Scoring systems are essential to make clinical decisions by identifying variables related to neonatal death. For example, the SNAPPE-II scoring system used in the current study (
10) predicts the neonatal mortality risk in the first 12 hours after birth. However, it is not designed to be used over several days. However, the distinctive attribute of SNAPPE-II is its applicability for all birth weights. It combines birth weight and the severity of underlying diseases as independent mortality risk factors, and accordingly, would be a basis for clinical decision-making.
Neonatal mortality rate in the present study was 26.4% by SNAPPE-II scoring system. In the studies conducted at several NICUs, this amount varied 4.3% to 11% in Canada (
13), 26% in South American countries, 8.9% in Brazil, and 15% in Italy (
14,
15). In two different studies in India, the neonatal mortality rate ranged about 23.2% to 38% (
16,
17). In Iran, this amount is reported 12.5% in Tehran Children’s Medical Center and 34% in Motazedi Hospital in Kermanshah (
18,
19). According to Babaei et al. the mortality rate was 13% (
20). These differences in neonatal mortality rate are mainly the result of the quality of hospital services, the equipment, and facilities of ICUs, and the ratio of nurses to admitted infants. However, different sample sizes in the abovementioned studies also justify the differences to some extent.
The mortality rate of preterm infants can also be predicted by SNAPPE-II. A higher score increases the likelihood of death. In a study, 8.83% of infants with a score above 40 did not survive. As the score increased, the mortality rate also increased significantly (
20). According to the results of the above study, the mean total SNAPPE-II score was 16.94 in the survived infants, and 51.60 in the deceased ones. In another study conducted in Indonesia, these scores were reported 15 and 46.6 for the survived and deceased infants, respectively (
21). Besides, in Thailand, it was 23.5 and 36.5 for the survived and deceased neonates, respectively (
22).
In the current study, the neonatal variables associated with the outcome mortality consisted of weight, body temperature, blood pressure, and total SNAPPE-II score. In similar studies, variables that had significant relationships with mortality outcome included one- and five-minute Apgar scores and gestational age, which were the most important factors in predicting mortality, respectively (
20). Another study also found that the overall SNAPPE-II score, perinatal asphyxia, and congenital malformations were significantly correlated with neonatal death (
23). The results of the study conducted by Lime et al. showed that the SNAPPE-II score had a direct relationship with the length of hospitalization (
24).
In the current study, the sensitivity of SNAPPE-II system was 79%, its specificity was 85%, and the cutoff point 27.5. In other words, in case of implementing this instrument for an infant and achieving a score above that value, there would be an 80% mortality probability. Another study calculated the sensitivity of SNAPPE-II as 60%, while in another one its sensitivity and specificity were reported 94% and 83%, respectively (
25).
In the current study, the area under SNAPPE-II curve was 89%. Other studies reported this value 83.5% and 91% (
10).
According to the results of the study, the system had PPV and NPV of 58.9% and 93.4%, respectively. In other words, about 59% of the infants with high scores died and almost 93% of neonates with low scores survived. In a research, PPV of the system was 88% (
26). Another examination reported PPV and NPV of 66% and 96%, respectively (
27).
In the present study, infants with gestational age less than 32 weeks were enrolled. Due to the fact that the SNAPPE-II does not include the gestational age as an item in the scoring, the study also did not have the ability to calculate the correlation between the gestational age and the final score due to lack of data. It is suggested that this issue be considered in future studies.
5.1. Conclusions
The final score obtained from SNAPPE-II scoring system is the predictor of neonatal death, which shows a higher mean value compared with other studies and may indicate that the survived infants had worse conditions.
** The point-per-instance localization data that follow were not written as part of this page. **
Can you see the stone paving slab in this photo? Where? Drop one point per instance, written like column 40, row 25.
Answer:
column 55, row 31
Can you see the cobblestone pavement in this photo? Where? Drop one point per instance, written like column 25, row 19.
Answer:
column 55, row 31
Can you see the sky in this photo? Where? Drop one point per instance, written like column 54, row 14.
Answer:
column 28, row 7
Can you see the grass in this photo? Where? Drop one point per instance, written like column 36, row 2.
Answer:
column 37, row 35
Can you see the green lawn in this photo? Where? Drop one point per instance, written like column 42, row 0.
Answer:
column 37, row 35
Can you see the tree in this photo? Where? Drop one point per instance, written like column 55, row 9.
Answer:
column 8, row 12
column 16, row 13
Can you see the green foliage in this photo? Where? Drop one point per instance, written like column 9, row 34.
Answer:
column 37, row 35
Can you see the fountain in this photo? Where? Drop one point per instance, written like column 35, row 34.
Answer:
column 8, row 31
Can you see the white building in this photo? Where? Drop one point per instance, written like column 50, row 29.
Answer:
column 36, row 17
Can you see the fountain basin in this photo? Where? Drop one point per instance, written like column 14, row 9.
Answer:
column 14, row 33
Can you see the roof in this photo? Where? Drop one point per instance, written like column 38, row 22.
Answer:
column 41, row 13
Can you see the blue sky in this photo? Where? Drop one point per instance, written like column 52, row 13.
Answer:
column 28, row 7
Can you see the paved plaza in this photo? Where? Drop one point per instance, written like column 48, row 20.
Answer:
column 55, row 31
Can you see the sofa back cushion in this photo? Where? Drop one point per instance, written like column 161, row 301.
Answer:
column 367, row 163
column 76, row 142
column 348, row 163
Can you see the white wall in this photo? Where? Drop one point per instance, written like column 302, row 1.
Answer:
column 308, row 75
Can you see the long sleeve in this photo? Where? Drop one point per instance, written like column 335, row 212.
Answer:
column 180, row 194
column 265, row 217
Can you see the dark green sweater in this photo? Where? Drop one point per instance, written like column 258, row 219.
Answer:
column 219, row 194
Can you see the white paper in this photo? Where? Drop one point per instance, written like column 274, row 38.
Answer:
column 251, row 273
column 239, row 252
According to the results of the current study, the sensitivity, specificity, and cutoff point of the SNAPPE-II scoring system were calculated. Additionally, this tool was easy-to-use, fast, accurate, and applicable to infants with different weights. Therefore, this scoring system is effective as a predictor of mortality in high-risk infants. On the other hand, the completion of this tool within the first 12 hours after birth and its short complete time made it easier to be routinely employed while providing medical care for Iranian infants. In the present study, incomplete recorded data led to sample attrition and was considered as one of the limitations of the study. It is recommended to determine the predictability of the abovementioned scoring system in other NICUs in Iran and conduct complementary studies with different facilities and healthcare personnel in order to check the accuracy and authenticity of the system, and determine the precise score, which predicts the outcome of neonatal mortality.